A multitude of Yule feasts are on the front burner and I will thank you very much NOT to sneak healthy stuff into my stuffing. I am concerned about this because of the popularity of Jessica Seinfeld’s cookbook “Deceptively Delicious.”
First, let me point out that she is the wife of comedian Jerry Seinfeld. Did you hear that, those of you plotting villainy against my buttered rolls? She’s the wife of a COMEDIAN! It’s probably just a cruel joke, something a low talker said that spun out of control and into a puffy shirt like on the classic “Seinfeld” show.
In case you’ve been fortunate enough to avoid the talk shows on which she circuited, Jessica Seinfeld said she was concerned because her kidlings avoided vegetables.
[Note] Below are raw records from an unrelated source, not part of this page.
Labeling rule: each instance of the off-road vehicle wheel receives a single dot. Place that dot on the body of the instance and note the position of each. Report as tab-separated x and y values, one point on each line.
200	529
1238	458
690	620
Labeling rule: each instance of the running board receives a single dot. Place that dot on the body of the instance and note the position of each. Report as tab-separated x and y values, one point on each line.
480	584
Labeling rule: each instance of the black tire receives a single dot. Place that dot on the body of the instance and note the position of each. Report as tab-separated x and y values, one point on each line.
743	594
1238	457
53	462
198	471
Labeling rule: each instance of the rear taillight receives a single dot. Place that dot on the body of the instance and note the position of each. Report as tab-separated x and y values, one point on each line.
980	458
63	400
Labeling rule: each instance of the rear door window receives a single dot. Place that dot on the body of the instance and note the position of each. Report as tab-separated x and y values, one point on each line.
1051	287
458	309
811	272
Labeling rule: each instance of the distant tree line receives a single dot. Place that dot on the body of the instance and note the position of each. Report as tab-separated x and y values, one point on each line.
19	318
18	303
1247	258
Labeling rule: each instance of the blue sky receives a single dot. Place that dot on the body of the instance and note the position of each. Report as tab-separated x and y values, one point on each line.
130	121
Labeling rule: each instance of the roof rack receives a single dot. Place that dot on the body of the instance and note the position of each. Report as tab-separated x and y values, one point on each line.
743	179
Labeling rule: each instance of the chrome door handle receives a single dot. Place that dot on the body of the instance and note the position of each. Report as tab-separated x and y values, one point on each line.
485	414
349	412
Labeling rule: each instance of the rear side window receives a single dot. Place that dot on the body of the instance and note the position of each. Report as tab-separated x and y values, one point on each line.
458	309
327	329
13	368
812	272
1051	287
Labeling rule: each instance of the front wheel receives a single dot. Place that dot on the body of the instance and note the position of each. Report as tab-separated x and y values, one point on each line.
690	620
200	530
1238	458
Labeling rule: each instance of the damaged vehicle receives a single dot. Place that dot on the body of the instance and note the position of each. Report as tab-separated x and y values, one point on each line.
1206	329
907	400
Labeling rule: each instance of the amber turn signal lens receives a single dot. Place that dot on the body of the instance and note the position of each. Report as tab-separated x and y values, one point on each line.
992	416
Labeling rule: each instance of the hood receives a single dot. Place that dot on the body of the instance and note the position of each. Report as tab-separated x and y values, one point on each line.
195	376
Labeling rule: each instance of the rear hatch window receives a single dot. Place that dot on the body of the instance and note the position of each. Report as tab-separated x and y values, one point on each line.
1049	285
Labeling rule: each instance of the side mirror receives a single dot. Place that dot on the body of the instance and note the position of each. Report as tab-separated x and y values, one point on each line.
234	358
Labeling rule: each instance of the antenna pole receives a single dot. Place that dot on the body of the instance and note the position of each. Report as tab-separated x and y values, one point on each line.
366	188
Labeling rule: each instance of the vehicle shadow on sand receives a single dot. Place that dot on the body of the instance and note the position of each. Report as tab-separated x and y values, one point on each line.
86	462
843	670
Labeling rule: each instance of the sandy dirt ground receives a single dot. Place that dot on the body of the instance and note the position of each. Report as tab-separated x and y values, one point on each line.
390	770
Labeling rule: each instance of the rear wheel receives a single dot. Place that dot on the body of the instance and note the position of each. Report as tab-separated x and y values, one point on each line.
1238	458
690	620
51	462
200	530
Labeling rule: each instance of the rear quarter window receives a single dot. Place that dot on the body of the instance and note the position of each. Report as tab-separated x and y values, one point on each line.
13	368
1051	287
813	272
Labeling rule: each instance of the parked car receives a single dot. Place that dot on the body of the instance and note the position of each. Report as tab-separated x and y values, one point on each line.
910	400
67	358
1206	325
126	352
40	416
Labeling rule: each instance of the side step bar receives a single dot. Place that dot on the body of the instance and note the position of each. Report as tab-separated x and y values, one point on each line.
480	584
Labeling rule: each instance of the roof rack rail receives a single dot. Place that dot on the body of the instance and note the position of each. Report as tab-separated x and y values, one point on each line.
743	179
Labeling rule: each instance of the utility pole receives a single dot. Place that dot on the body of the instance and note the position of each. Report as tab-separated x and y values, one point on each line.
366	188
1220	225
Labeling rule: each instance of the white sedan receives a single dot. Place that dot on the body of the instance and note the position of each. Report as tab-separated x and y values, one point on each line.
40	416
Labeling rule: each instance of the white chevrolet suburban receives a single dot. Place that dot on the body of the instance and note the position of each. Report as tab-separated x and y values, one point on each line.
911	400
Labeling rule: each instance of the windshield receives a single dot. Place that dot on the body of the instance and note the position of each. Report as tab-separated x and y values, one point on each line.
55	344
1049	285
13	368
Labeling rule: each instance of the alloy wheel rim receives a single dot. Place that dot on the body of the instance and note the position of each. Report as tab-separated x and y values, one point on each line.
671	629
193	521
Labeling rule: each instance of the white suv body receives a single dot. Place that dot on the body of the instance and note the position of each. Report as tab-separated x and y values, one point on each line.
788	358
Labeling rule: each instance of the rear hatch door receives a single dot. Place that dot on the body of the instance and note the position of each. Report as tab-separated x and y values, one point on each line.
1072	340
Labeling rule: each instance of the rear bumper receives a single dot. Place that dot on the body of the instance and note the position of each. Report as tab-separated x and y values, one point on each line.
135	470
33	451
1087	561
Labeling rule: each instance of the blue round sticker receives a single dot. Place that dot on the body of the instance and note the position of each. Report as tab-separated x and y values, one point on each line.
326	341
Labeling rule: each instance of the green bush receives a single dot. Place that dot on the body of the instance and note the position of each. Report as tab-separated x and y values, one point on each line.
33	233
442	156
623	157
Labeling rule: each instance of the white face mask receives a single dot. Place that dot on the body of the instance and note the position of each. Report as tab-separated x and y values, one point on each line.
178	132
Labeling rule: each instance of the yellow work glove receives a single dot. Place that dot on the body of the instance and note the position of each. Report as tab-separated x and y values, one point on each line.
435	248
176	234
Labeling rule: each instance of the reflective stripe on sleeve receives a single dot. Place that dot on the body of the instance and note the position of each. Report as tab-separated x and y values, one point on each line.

So she started pureeing unexciting but healthy things like radishes and beets and mixing them into decent foods that didn’t need them, such as pancakes and chocolate cakes. From this horrible deception sprouted a cookbook that details how to commit such healthful horrors as baking spinach into brownies, carrots into muffins and garbanzo beans into chocolate chip cookies. Yeah, garbanzo beans, touching your chocolate chips.
It’s not right. For years, we’ve been told not give in to our basic holiday food needs. In this case, Seinfeld says just add a few healthy ingredients and bingo, you’re a guilt-free eater. You want chicken nuggets? Jessica makes them with broccoli or spinach or beets. Macaroni and cheese is laced with butternut squash. Cauliflower is scrambled into eggs. It’s the spinach in brownies that bothers me. I intend to eat pumpkin cheesecake bars. Pumpkin is a vegetable. Or possibly a fruit. Don’t mar it with pureed lima beans. I plan to down squash sweetened by brown sugar and potatoes dripping in cheesy sauce. And just try to keep me away from the candied yams. These all are vegetables and I’m eating them.
So please, leave the dessert table alone! We need a reprieve before gourd vines start growing out our ears.
I suppose I should be thankful for such a cookbook as we enter the fifth season – feast. It’s the time of year that most pricks the culinary conscience if one pays attention to healthy eating. During the rest of the five seasons – winter, spring, orange barrel and fall – one MIGHT be able to eat a salad or two.
But when fall fades into feast, our animal instincts are to pack on the pounds against the chill of coming winter. That is why nature provides holiday fudge and cookies in abundance – for your health.
Bears feast before winter then sleep it off, probably in front of a football game. Should we not do as nature intended? Nature covers animals with thick coats during the winter. It does so for us, too, with some assistance from Land’s End, Sears, Kmart and other such habitats where big, bulky clothing grows on hangered trees.
The reason we wear big, bulky clothes is because we also are big and bulky to protect us from winter’s cold. We do this with calories. Remember your high school science? A calorie is a unit of energy. Energy provides warmth. Carrots, broccoli and green beans barely have any calories. Holiday fudge and frosted Christmas cookies (coming soon) are loaded with nature’s toasty goodness.
So put Jessica Seinfeld on the shelf until spring or orange barrel season. For now, enjoy the feasts. It’s nature’s way of keeping you cozy and healthy.